It’s tough to talk about, but there are some silver linings to this pandemic. Less traffic on the road, the air is a bit cleaner, and Macau is moving away from a tourist tax. Macau Business reports the Macao Government Tourism Office (MGTO) has decided to drop the idea of a tourist tax, as plunging tourist visitor numbers have made it a mute issue.
“The SAR Government decided to bring an end to its consideration of the possibility of tourist tax imposition. Visitor arrivals have plunged in Macau in recent months, causing various degrees of impact on the tourism-related industries. It has become a priority at this stage for the SAR Government to bolster the recovery of the trade,” the MGTO announced.
Total visitors to the special administrative region have dropped by 69% year over year, to only 3.2 million for the year so far. This is far behind the pace the city would need to make up the 39.4 million arrivals it had in 2019.
The MGTO made mention that they had concluded their feasibility study, concluding that a tourist tax wouldn’t even be the “most effective” strategy to control visitor numbers. But current conditions have reversed their strategy entirely. The government will now be “striving to bolster recovery of the trade through different measures such as tax reduction and economic support,” and wished to avoid creating “any adverse effects upon the tourism industry,” MGTO stated.

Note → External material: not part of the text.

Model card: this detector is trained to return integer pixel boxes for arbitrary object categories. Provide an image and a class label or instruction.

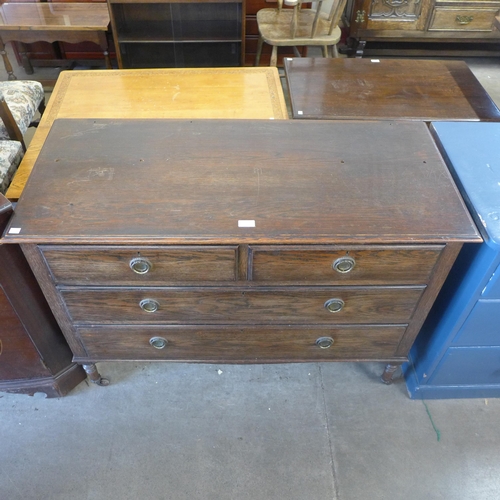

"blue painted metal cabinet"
[403,122,500,399]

The conversation around limiting tourism goes back at least as far as March 2019, when one lawmaker proposed a tourist cap to help alleviate the burden put on Macau’s infrastructure. After the construction of the HKZM bridge, a flood of visitors had locals worried that the city would fall apart if something wasn’t done.
That idea eventually evolved into a tourist tax idea, which would help pay for better infrastructure, and a citizen survey resulted in a proposed tax between MOP100 ($12.50) and MOP200 ($25.00) per head. But that was before the entire feasibility survey could be completed, and before tourism fell off a cliff.